The history of Little Egrets in Britain is quite a remarkable one. Up until the late 1980s it was very much a vagrant bird with around 15 sightings a year usually in spring. Since then things have changed dramatically, starting with an autumn invasion of around 40 birds in 1989, with numbers increasing annually resulting in the first breeding pair in Dorset in 1996. Today’s figures, according to the BTO, are somewhere in the region of 11,000 nesting pairs with even more joining them over winter in the UK. And they are not alone, the closely related Great Egret (once quite a rare bird throughout Europe) and Cattle Egret are coming to the UK in ever increasing numbers.
The Egrets are not alone
So do you have to be a spectacularly feathered bird, like the Egrets, to enjoy this influx into the UK? Well no. If you put out seed in your garden, there is a good chance of a little grey bird with a black or brown cap visiting during the winter months, the only sometimes aptly named, Blackcap. This is a warbler and like most of our warblers they used to migrate to warmer climes in the winter. But more and more of our Blackcaps are choosing to winter in the UK, indeed some migrate here to spend the winter in our gardens. This is also true for a warbler, this time wholly aptly named, the Chiffchaff. Although still very rare, that most famous of migratory birds, the swallow has been seen to overwinter in South Wales and Cornwall and other migratory species such as the whitethroat and garden warbler are delaying their departure until later and later in the year.
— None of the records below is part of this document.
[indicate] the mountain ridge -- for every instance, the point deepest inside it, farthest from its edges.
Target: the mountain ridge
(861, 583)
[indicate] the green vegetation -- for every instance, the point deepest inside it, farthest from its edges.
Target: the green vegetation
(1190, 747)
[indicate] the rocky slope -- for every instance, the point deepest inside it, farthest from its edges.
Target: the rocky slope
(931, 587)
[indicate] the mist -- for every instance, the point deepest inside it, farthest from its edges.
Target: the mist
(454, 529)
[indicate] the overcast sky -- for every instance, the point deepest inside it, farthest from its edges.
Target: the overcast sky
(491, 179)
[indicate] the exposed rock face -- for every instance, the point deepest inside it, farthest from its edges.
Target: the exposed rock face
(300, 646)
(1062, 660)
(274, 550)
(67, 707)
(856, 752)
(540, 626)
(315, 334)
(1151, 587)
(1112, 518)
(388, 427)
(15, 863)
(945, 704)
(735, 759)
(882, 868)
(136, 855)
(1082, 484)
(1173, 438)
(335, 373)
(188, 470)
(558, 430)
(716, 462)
So what’s driving these changes? The ‘knee-jerk’ response is climate change and that is most probably a major factor when it comes to the Egrets and the timing of departure of the migrating birds. But the picture, as always, is probably more complex than a single factor. It seems that when it comes to the Blackcap, for instance, an increase in the number of us putting out seed in our gardens is a major contributor to the numbers overwintering in the UK.
A note of caution
But there is a note of caution for any bird species eyeing these islands as a winter destination. The Collared Dove first came here to breed in 1955, having spent the previous 20 years spreading northward from its middle eastern homeland. It quickly increased in number to become one of our commonest species. However, in England at least, their numbers have been dropping quite dramatically in the last 15 years or so, again the reasons for this are not clear.
So it seems there are winners, if indeed some of these distribution changes are due to climate change, but the predicted devastating impacts of climate change will mean that there are likely to be many more losers. For every, once exotic, species that has benefited from recent environmental changes such as the Little Egret, there are many, already resident, species that are beginning to suffer catastrophic population declines.